The court observed that they cannot completely blame the wife for failure of marriage. However, it was noted that the wife’s conduct may have contributed for the relationship failure.
“Chasing happiness based on schedules instead of living in the moment, appears to be the vowed daily life routine adopted by her. She was not realistic to the fact that the secret of marital harmony lies in accepting the life as it unfolds and not becoming a stickler of the schedules or routines,” the bench said.
The court went on to add, “If the conduct and character of one party causes misery and agony to the other spouse, the element of cruelty to the spouse would surface, justifying grant of divorce. If the parties cannot mend their ways, the law cannot remain oblivious to those who suffer in that relationship.”
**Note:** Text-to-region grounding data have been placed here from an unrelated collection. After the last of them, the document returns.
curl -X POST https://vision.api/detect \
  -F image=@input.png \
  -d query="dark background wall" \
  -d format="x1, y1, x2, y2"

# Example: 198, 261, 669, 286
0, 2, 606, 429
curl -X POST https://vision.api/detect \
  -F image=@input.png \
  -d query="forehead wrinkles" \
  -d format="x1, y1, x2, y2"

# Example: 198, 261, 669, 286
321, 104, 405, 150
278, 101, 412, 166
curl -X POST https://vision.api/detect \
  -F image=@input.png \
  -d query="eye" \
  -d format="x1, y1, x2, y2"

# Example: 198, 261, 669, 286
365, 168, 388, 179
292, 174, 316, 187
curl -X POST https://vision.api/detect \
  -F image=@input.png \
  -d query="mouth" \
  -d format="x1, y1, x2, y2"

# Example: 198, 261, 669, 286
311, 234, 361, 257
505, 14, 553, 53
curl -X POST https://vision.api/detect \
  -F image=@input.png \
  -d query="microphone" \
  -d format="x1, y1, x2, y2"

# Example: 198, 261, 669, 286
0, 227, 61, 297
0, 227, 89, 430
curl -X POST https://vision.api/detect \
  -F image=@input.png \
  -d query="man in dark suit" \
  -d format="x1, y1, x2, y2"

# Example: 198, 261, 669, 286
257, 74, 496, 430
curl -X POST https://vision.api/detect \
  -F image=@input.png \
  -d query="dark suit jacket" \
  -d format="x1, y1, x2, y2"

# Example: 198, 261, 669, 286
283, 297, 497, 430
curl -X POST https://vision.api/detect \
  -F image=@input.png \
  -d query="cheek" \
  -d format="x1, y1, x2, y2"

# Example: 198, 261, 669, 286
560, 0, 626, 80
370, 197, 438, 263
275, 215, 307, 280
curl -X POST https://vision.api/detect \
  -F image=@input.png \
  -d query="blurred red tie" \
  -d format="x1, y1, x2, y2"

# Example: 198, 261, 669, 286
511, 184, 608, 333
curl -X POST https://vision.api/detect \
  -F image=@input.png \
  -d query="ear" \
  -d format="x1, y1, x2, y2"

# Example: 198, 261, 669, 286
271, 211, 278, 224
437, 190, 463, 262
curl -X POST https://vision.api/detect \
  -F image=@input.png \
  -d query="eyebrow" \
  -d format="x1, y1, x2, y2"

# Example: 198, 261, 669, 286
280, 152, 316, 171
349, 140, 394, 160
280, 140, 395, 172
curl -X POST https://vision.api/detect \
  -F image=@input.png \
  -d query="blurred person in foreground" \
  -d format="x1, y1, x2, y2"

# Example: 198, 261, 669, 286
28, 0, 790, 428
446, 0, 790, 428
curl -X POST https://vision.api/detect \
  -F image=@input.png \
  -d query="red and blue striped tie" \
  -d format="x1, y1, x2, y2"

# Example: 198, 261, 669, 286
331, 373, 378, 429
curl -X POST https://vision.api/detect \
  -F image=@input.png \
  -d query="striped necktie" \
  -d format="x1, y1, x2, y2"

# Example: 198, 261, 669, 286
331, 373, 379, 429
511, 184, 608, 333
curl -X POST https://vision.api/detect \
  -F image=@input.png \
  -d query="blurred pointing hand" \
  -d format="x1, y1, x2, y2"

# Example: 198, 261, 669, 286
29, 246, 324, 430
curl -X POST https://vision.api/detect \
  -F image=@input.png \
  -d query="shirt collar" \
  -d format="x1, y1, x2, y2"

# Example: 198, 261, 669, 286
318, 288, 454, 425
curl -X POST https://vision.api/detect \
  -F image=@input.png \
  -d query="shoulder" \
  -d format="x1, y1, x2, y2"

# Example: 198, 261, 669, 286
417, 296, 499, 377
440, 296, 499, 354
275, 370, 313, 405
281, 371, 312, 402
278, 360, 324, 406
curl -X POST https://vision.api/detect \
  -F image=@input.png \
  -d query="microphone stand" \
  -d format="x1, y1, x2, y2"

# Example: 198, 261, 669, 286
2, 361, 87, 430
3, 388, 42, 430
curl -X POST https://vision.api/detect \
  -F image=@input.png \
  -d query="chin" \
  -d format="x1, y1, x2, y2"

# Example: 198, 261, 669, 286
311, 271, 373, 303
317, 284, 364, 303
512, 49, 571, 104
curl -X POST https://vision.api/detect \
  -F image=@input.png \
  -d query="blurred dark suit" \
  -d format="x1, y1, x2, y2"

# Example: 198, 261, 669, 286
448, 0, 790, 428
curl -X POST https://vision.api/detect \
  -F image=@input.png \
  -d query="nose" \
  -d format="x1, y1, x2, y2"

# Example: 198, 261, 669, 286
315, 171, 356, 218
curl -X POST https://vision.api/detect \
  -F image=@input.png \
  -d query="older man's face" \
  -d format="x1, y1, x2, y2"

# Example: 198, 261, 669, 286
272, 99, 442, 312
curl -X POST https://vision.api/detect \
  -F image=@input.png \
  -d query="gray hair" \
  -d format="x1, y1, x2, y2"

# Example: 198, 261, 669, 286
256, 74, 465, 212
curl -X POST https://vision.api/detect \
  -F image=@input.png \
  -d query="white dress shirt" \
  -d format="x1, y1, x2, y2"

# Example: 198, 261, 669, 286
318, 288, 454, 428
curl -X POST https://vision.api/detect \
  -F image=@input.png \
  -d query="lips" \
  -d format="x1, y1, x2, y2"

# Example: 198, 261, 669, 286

“We thought to refer to the above remarks in this case obviously for the reason that both parties could not yield to each other in building a relationship and the marriage failed at the threshold itself. Incompatibility is a factor that can be reckoned while considering the ground for cruelty, if one of the spouses withholds the consent of mutual separation, though incompatibility is not recognised as ground for divorce,” added the High Court bench.
Noting the parties are young and living separately since 2017, the bench held that the Family Court was right to grant a divorce decree to the couple.
While deciding on the child custody, the bench noted that the 5 year old child has been living with his mother since birth and father didn’t seem enthusiastic to obtain his custody, the custody shall remain with the wife.
However, the bench clarified that father can still move family court for visitation rights or contact rights with a fresh petition.